Zimbabwe's ruling ZANU-PF party has rejected demands by the leader of the opposition for the immediate release of opposition activists. Morgan Tsvangirai, leader of the main opposition Movement for Democratic Change, is demanding the immediate release of all opposition and civic activists before he agrees to the full implementation of the recently signed power sharing agreement. This comes ahead of a possible meeting early next week between Tsvangirai and President Robert Mugabe. The meeting is a last-ditch effort by the opposition leader to revive the stalled power-sharing agreement that was supposed to lead to the formation of a unity government. Political analyst Glen Mpani tells reporter Peter Clottey that the opposition is within its rights to ask for release of the detainees.

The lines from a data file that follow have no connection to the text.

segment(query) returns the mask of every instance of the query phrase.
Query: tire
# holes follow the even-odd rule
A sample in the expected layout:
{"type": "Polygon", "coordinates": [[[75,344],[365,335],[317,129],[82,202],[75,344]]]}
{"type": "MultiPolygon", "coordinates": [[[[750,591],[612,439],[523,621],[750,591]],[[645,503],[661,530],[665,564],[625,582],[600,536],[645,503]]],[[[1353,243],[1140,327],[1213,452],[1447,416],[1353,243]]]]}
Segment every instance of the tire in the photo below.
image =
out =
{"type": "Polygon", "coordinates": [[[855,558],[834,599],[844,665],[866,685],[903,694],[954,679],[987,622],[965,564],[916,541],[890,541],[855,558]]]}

"The demands of Morgan Tsvangirai are in line with what every progressive Zimbabwean is thinking of right now because the charges that the ZANU-PF government has leveled against the MDC activists and the civil society's Jestina Mokoko, who has been arrested, are not new. ZANU-PF has got a history of trumping up charges, creating stories of people plotting coups to overthrow the government as a way of weakening the opposition," Mpani noted.

He said both the African Union and the Southern African Development Community (SADC) have paid little heed to distress calls of repression allegedly committed by the ruling ZANU-PF government.

"These allegations have been dismissed by SADC, and they have been dismissed externally. And I think for these activists to be continued being detained by ZANU-PF while ZANU-PF is claiming that it is willing to talk to the MDC is in itself pretentious. So for Morgan to demand for the immediate and unconditional release of the activists is one condition that ZANU-PF has to be able to deal with as a sign of showing how sincere they are about the power-sharing agreement," he said.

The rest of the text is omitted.